The above reprex was a simplified example in hopes that there was a simple function (like the suggestion for deparse(substitute(x)) that I was missing. The following example provides a more realistic application where there is a function (ie lm ) applied to the data and the function provides the user with a message indicating there were no values for the factor level.

suppressMessages(library(dplyr))
library(purrr)
# create data frame
A = c(rep("foo", 3), rep("bar", 5), rep("fizz", 1))
B = 1:9
C = c("X", "X", "Y", rep("Y", 5), "Y")
df <- data.frame(A = A, B = B, C = C)
df %>% mutate(A = as.factor(A), C = as.factor(C))
#>      A B C
#> 1  foo 1 X
#> 2  foo 2 X
#> 3  foo 3 Y
#> 4  bar 4 Y
#> 5  bar 5 Y
#> 6  bar 6 Y
#> 7  bar 7 Y
#> 8  bar 8 Y
#> 9 fizz 9 Y
complicated_function <- function(x) {
  if (nrow(x) >= 1) {
    value_to_print <-
      ifelse(length(unique(x$A)) == 1, 
             as.character(paste(unique(x$A), unique(x$C))), 
             "with multiple factors")
    cat(paste0("data frame ", value_to_print, " has ", nrow(x), " rows \n"))
    x$D <- x$B * 2 # imagine as a complicated process
    return(x)
  } else {
    cat("No data for this factor \n")
    return(x)
  }
}

df_processed <- complicated_function(df)
#> data frame with multiple factors has 9 rows

df %>% 
  split(list(.$A, .$C)) %>% 
  map(complicated_function) %>% 
  bind_rows() -> newdf
#> No data for this factor 
#> No data for this factor 
#> data frame foo X has 2 rows 
#> data frame bar Y has 5 rows 
#> data frame fizz Y has 1 rows 
#> data frame foo Y has 1 rows

^{Created on 2022-05-01 by the reprex package (v2.0.1)}

I would like the output to replicate the output for factor combinations where <0 rows> such that rather than a generic "No data for this factor" is replaced with "data frame fizz X has 0 rows".

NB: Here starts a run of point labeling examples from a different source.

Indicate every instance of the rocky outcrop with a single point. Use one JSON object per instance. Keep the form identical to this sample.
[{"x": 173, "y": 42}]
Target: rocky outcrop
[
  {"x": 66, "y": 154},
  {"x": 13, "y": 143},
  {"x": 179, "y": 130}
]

Because the function is more complicated than just the original cat() example it is possible (and possibly both necessary and faster) to provide a summary message at the end of the function to report factors that has <0 rows> .

Answer 1

One approach would be to use mapply() instead of lapply to pass the names and the list. Still not deriving the names from x, but it might work for your application:

myresult <- mapply(function(x, y) {cat(paste0("data frame ", y,
         " has ", nrow(x), " rows \n"))}, mylist, names(mylist))
# data frame bar has 5 rows 
# data frame fizz has 0 rows 
# data frame foo has 3 rows

Finally, since lapply does not pass the name along with x, you could attach it as an attribute to each list element:

for (i in seq(mylist)) attr(mylist[[i]], "name") <- names(mylist)[i]
myresult <- lapply(mylist, FUN = function(x) {
   cat(paste0("data frame ", attr(x, "name"), " has ", nrow(x), " rows \n"))
   }
   )
# data frame bar has 5 rows 
# data frame fizz has 0 rows 
# data frame foo has 3 rows 

Answer 2

I have the same exact problem, trying to do a more advanced loop using apply. I've been using for loops instead and pass dataframe names when needed to a list vector that has all the names. Use the current loop iteration i to get the appropriate file name. Though it is not an elegant solution as people have been saying you don't need for loops.